Mollusk

集積所。

「紙の束」に纏わる神話

 ある広告*1の中のハートの形に折り曲げられた本。それに対する嫌悪感を表明するポスト。返信欄には、同様の意見がぶら下がっている。

 こちらは、「ブックフォールディング」に対する嫌悪感を表明するポスト。

 

 言うまでもなく紙の本は、その物体としての性質上、折り曲げたり、破ったりすることができる。そのため、紙の本は「折り曲げ、破られる」際にそのメディアとしての物質性を露にされると言えるだろう。上記のポストは、紙の本を単なる物質として扱うことに対する、ある種の人々の嫌悪感を代表している。

 紙の本がその物質性を露にする瞬間。その瞬間に拒否反応を示してしまう人々は、本の物質性から目を逸らしている。そのような人々にとって、本の本質は、何か精神的なものであり、本の物質的な側面は非本質的なものとして軽視される。言ってみればこれは一つの神話であり、本を単なる物質として扱うような行為は、その神話に対する冒涜として捉えられる。*2

 とはいえ、紙の本に「文字が印刷された紙の束」以上の価値があるにせよ、その価値の受容は物質的な諸条件に規定されている。UD(ユニバーサルデザイン)フォントの存在や、市川沙央『ハンチバック』において描かれた「読書文化のマチズモ」を引き合いに出すまでもなく、読書という行為は誰にでも開かれたものではない。本の「本質」とされる「精神的なもの」へのアクセスに支払わなければならないコストは、個々人によって異なるのが現状だ。

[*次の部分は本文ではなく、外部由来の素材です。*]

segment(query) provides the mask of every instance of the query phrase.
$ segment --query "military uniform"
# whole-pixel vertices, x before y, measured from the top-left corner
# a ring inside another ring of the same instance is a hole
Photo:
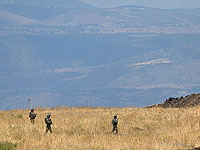
[[[112,124],[113,124],[113,130],[112,130],[112,132],[116,131],[116,133],[118,133],[118,128],[117,128],[118,119],[117,119],[117,115],[114,116],[114,119],[112,120]]]
[[[31,109],[31,112],[29,112],[29,118],[30,118],[30,121],[31,123],[35,123],[35,118],[36,118],[36,113],[34,113],[34,109]]]
[[[48,131],[50,131],[50,133],[52,133],[52,129],[51,129],[51,125],[52,125],[52,121],[51,121],[51,114],[48,114],[47,117],[45,118],[45,123],[46,123],[46,133],[48,133]]]

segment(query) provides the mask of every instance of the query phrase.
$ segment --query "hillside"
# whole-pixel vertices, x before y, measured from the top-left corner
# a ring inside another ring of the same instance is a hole
[[[14,33],[31,34],[29,31],[31,30],[38,34],[41,27],[43,31],[50,28],[54,34],[191,34],[200,32],[200,9],[173,10],[135,5],[103,9],[75,0],[59,0],[58,2],[19,0],[0,3],[0,10],[37,21],[37,24],[23,26],[20,32],[17,29],[21,26],[16,27],[17,23],[13,22]],[[5,28],[0,31],[8,32]],[[39,33],[41,34],[42,31]]]
[[[191,94],[180,98],[170,97],[162,104],[158,104],[158,107],[163,108],[182,108],[182,107],[195,107],[200,105],[200,94]],[[154,105],[156,106],[156,105]]]
[[[36,112],[32,125],[28,110],[0,111],[0,146],[9,142],[19,150],[186,150],[200,145],[199,107],[68,107]],[[52,134],[45,134],[47,113],[52,114]],[[111,133],[114,114],[119,119],[118,135]]]
[[[1,37],[4,110],[28,97],[36,107],[144,107],[199,92],[199,35]]]
[[[125,1],[121,1],[121,0],[80,0],[82,2],[87,2],[89,4],[95,5],[97,7],[114,7],[114,6],[121,6],[121,5],[138,5],[138,6],[151,6],[151,7],[156,7],[156,8],[199,8],[200,6],[200,2],[196,1],[196,0],[182,0],[181,3],[178,0],[163,0],[161,1],[155,1],[155,0],[133,0],[133,1],[129,1],[129,0],[125,0]]]
[[[200,9],[0,2],[0,109],[144,107],[200,91]],[[189,82],[188,82],[189,81]]]
[[[37,21],[0,10],[1,26],[18,26],[37,23]]]

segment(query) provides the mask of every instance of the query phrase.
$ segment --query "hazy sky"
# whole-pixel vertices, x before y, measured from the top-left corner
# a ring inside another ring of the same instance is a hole
[[[143,5],[157,8],[200,8],[200,0],[80,0],[98,7]]]

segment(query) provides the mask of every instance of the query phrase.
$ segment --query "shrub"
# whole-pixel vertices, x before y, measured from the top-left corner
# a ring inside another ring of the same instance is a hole
[[[0,150],[14,150],[16,149],[17,144],[9,142],[0,142]]]
[[[23,115],[22,114],[18,114],[17,116],[15,116],[14,114],[11,114],[11,116],[14,117],[14,118],[23,119]]]
[[[22,114],[18,114],[18,115],[17,115],[17,118],[22,119],[22,118],[23,118],[23,115],[22,115]]]

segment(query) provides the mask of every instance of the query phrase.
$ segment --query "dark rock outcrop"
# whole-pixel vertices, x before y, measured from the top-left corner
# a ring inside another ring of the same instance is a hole
[[[153,105],[150,107],[182,108],[182,107],[194,107],[194,106],[200,106],[200,93],[191,94],[186,97],[181,96],[180,98],[170,97],[166,99],[164,103]]]
[[[188,149],[188,150],[200,150],[200,147],[196,147],[196,148],[192,148],[192,149]]]

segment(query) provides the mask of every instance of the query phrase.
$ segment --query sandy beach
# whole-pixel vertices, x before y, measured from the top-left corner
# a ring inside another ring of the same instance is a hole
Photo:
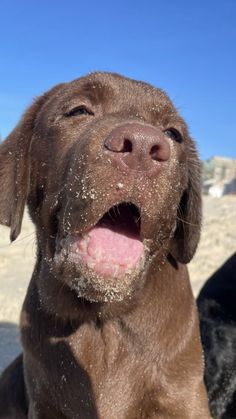
[[[204,197],[202,237],[189,271],[193,292],[236,250],[236,196]],[[35,261],[34,227],[27,214],[9,244],[0,226],[0,372],[20,352],[18,319]]]

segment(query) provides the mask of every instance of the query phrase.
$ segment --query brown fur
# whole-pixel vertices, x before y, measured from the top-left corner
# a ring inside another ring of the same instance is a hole
[[[68,116],[80,104],[90,113]],[[113,130],[127,126],[152,130],[170,147],[167,161],[151,162],[154,174],[121,170],[104,150]],[[165,137],[170,128],[178,141]],[[23,361],[0,381],[0,418],[210,417],[184,265],[200,235],[200,165],[165,93],[94,73],[37,99],[0,146],[0,222],[12,240],[26,202],[37,262],[21,315]],[[141,211],[144,267],[111,282],[83,272],[82,286],[61,243],[121,202]],[[25,391],[17,398],[12,377],[23,382],[22,362]]]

我々が物質的な存在である以上、読書を巡る物質的な諸条件から解放されるには多くの時間が必要だろう(状況はテクノロジーの進歩で改善されてきているにせよ)。このような状況では、本の物質的な側面を避け、その「本質」へ向けられたまなざしは、極めて排他的な状況を作り出しかねない。その意味で、上記のような「神話」に加担することは暴力的でさえある。本の物質的側面を不可視化する神話。我々はその神話を通して世界を見ることをやめなければならない。

 

 

*1:株式会社文藝春秋が9月5日から開催する「文春文庫 秋100ベストセレクション」の広告。イメージキャラクターに、上白石萌音が起用されている。

*2:一方で本のデザインはその「本質」を否定しない範囲内で、「神話」を肯定することを前提に歓迎される。